La orden es no hablar más y bajarle el perfil al conflicto pero lo cierto es que las relaciones entre la cúpula del Ente Provincial Regulador Eléctrico (EPRE), cuya presidenta es María Eugenia Novatti, y el Poder Ejecutivo mendocino están congeladas.
Desde el Ministerio de Infraestructura que capitanea Francisco Pérez quieren sepultar el problema y dejar que todo siga por los carriles institucionales normales. Y la salida más rápida que encontraron es echar mano a un recurso que tenían olvidado, el nombramiento del tercer director.
Desde que se abrió el concurso se presentaron una treintena de postulantes y se calcula que antes de que termine este mes estará el nombre del candidato elegido para que sea puesto a consideración de los senadores, ya que debe ser nombrado con acuerdo de la Cámara alta.
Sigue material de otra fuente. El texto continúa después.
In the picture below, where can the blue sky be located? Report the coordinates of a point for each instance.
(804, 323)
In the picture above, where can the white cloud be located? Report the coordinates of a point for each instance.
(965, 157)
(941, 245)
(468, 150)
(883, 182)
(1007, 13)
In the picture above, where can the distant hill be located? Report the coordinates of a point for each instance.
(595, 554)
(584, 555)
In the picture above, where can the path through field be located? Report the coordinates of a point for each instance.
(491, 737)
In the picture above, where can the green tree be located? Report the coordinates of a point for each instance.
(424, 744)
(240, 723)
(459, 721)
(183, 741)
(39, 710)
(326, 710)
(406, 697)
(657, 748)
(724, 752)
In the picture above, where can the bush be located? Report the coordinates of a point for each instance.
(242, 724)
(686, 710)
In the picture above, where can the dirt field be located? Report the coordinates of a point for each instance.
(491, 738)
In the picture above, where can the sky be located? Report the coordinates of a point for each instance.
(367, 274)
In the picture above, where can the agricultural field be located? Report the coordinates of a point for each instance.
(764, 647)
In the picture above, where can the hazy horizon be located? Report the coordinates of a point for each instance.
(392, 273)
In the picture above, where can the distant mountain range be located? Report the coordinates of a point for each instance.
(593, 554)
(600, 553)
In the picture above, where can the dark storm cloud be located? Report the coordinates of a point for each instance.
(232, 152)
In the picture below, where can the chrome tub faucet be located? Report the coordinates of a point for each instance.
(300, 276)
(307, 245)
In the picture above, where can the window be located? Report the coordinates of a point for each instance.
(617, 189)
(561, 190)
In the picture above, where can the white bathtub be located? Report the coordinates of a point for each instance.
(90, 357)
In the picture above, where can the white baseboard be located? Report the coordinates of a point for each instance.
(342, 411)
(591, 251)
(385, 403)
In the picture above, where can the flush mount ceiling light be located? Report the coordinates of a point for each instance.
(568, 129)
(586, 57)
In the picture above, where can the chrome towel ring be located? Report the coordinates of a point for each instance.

Con la designación del director que falta se cumplirían dos objetivos. Por un lado, salvar una situación de irregularidad ya que legalmente el Ejecutivo está en falta al no haber cubierto esa vacante y, por otro lado, lo que más importa en el séptimo piso de Casa de Gobierno, alcanzar el "equilibrio" que necesita el ente regulador y desterrar así la crisis política que los envuelve.
Tanto Pérez como Patricia Martínez, subsecretaria de Servicios Públicos, negaron categóricamente que exista algún problema con Novatti. También desterraron de plano que tenga injerencia que la contadora, actual presidenta del directorio, haya sido designada durante la gestión de Julio Cobos.
"No hay nada de nada. Ella es una técnica con mucha capacidad y no responde a la política. No a un partido sino a la política. Es de perfil técnico y no hay ningún problema, no hay interna", intentó minimizar el titular de la cartera de Infraestructura.
En los días previos a la denuncia en el Senado, sobre presiones desde el Gobierno al ente por la mina en Malargüe, se habrían sucedido un par de reuniones en el EPRE, fuera del horario de atención, del cual habrían participado dos senadores y un diputado, del radicalismo. En este sentido, Pérez prefirió volver a mirar para el costado, le quito relevancia y mantuvo su postura de "no pasa nada".
"Es de perfil técnico (Novatti) y si alguien lo quiere aprovechar políticamente es otra cosa", expresó. Por su parte, Martínez sostuvo que "cada uno cumple con su rol como corresponde. No hay diferencias".
Si bien hubo varios llamados telefónicos para consultar a Novatti, fue imposible contactarla. Sólo dejó trascender a través de voceros del EPRE que "hay una relación institucional correcta".
Pese a estas afirmaciones, las voces se multiplican en sentido contrario. Inclusive desde el sector privado dan cuenta de "problemas políticos" entre ambas partes, aunque reconocen que "no sabemos por qué". En este sentido, reafirman: "Nosotros lo vemos desde afuera, pero indudablemente algo pasa y tarde o temprano se tendrán que sentar a resolverlo, no va a quedar otra".
En medio de las peleas, el EPRE atraviesa una situación complicada. Aparentemente, la falta de presupuesto sumado a la poca capacidad de gestión ha sumido al órgano de control eléctrico en un letargo alarmante, que en términos prácticos se traduce en la falta de seguimiento a las empresas prestadoras del servicio. "Está en piloto automático", graficó una fuente cercana.
Además, voces cercanas al directorio del ente y fuentes de Infraestructura confiaron que suelen pasar meses sin que las autoridades ministeriales y del EPRE estén en contacto, salvo cuando se presentan situaciones apremiantes, lo cual confirmaría lo de la "correcta relación institucional" y una fría relación política.
Mientras las relaciones se mantiene a una temperatura acorde a esta época del año, en Infraestructura cerraron la persiana, no quieren que se hable más del tema y apuestan fuerte a la normalización del directorio como medio para calmar las aguas y restablecer las comunicaciones perdidas.